We have performed a series of low-field electron mobility calculations for both the natural wurtzite and the zincblende lattice phases of SiC. Low-field mobilities have been derived using iteration methode. Figure 1 shows reasonably good agreement between experimental and calculated mobility-temperature dependencies in both structures. For wurtzite structure the calculations have been performed for an electric field applied along the Γ-A (c-axis, c-SiC) and Γ-M (parallel to basal plane, h-SiC) directions of the Brillouin zone. The peak electron drift mobility in two directions are respectively, 1300 and 1100 cm²/V/sec at room temperature. The reason for this difference can be explained as follows. The Γ valley effective mass is greater in the Γ-M direction than Γ-A which implies that an electric field applied perpendicular to the c-axis will be less efficient in heating the electron ensemble. It can be seen from the Fig. 1 that the electron drift mobilities at room temperature that we find are 1300 and 1800 cm²/V/sec for wurtzite and zineblende structures, respectively for an electric field equal to 10⁴ Vm^-1 and with a donor concentration of 10²² cm^-3.

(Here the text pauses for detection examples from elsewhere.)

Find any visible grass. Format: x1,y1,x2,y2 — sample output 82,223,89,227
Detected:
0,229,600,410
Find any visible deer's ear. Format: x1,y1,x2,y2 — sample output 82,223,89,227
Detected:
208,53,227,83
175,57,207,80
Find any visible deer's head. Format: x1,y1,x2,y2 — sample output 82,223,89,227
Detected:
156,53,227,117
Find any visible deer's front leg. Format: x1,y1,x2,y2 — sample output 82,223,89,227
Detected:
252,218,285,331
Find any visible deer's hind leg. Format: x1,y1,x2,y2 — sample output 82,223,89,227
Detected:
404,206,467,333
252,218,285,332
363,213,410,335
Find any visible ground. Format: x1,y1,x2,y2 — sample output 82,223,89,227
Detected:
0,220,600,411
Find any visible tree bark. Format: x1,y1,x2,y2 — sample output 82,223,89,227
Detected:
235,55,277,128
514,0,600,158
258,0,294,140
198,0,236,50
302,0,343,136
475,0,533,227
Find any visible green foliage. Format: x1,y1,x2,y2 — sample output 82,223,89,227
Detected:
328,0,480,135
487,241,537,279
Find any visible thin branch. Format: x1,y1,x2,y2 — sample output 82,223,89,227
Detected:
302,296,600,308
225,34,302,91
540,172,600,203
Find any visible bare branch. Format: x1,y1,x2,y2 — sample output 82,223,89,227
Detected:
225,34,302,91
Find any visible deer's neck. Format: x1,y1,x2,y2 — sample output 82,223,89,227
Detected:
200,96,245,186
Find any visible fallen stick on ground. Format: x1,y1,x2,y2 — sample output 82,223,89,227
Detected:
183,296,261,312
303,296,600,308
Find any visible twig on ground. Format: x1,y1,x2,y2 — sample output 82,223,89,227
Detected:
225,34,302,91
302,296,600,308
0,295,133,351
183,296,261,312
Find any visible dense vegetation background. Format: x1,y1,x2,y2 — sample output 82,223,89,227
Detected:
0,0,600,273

Fig. 1:	Electron drift mobility of SiC in zinceblende and wurtzite structures (both perpendicular to c-axis and parallel to c-axis) versus temperature. Donor concentration is approximately 1022 cm-3

Fig. 2:	Calculated low-field electron drift mobility of zincblende and wurtzite SiC (c-SiC) as a functions of different donor concentrations at room temperature

The results plotted in Fig. 1 shows that the electron drift mobility of wurtzite GaN is lower than zincblende structure at all temperatures. This is largely due to the higher Γ valley effective mass in the wurtzite phase. Figure 2 shows the calculated variation of the electron mobility as a function of the donor concentration for both SiC crystal structures at room temperature. The mobility does not vary monotonically between donor concentrations of 10²¹ and 10²⁵ cm^-3 due to the dependence of electron scattering on donor concentration but shows a maximum near 10²¹ cm^-3 for zincblende and wurtzite.

Fig. 3:	Electron concentration versus temperature for c-SiC with different donor doping densities

Fig. 4:	Electron drift mobility versus temperature for zincblende and c-SiC with different donor doping densities

In Fig. 3, the electrons as a function of temperature using the screened shallow donor binding energy results of Wang et al. (1997) for different background electron concentrations. The temperature effects on the carrier screening are taken into account for this calculation. Figure 3 clearly shows that for uncompensated SiC at liquid nitrogen temperature, there is a large fraction of neutral donor impurities present. The temperature variation of the electron drift mobility in zinceblende and wurtzite SiC (c-SiC) for different donor concentrations is shown in Fig. 4. It is evident from Fig. 4 that the curves approach each other at very high temperatures where the mobility is limited by longitudinal optical phonon scattering, whereas the mobility varies inversely with donor concentration at low temperature as we would expect from the foregoing discussion.

The decrease in mobility at low temperature is caused in part by neutral impurity scattering. For the lowest doping concentration considered in this calculation, 10²¹ cm^-3, we find that the neutral impurity scattering plays a large role at low temperature because of the significant carrier freeze-out evident from Fig. 3.

CONCLUSION

In this study, we have quantitatively obtained temperature-dependent and electron concentration-dependent electron mobility in both zincblende and wurtzite SiC structures using an iteravive technique. The theoretical values show good agreement with recently obtained experimental data.

It has been found that the low-field mobility is significantly higher for the wurtzite structure than zincblende due to the higher electron effective mass in the wurtzite crystal structure. Several scattering mechanisms have been included in the calculation including electron-plasmon scattering.

Ionized impurities have been treated beyond the Born approximation using a phase shift analysis. Screening of ionized impurities has been treated more realistically using a multi-ion screening formalism, which is more relevant in the case of highly compensated III-V semiconductors like GaN and SiC.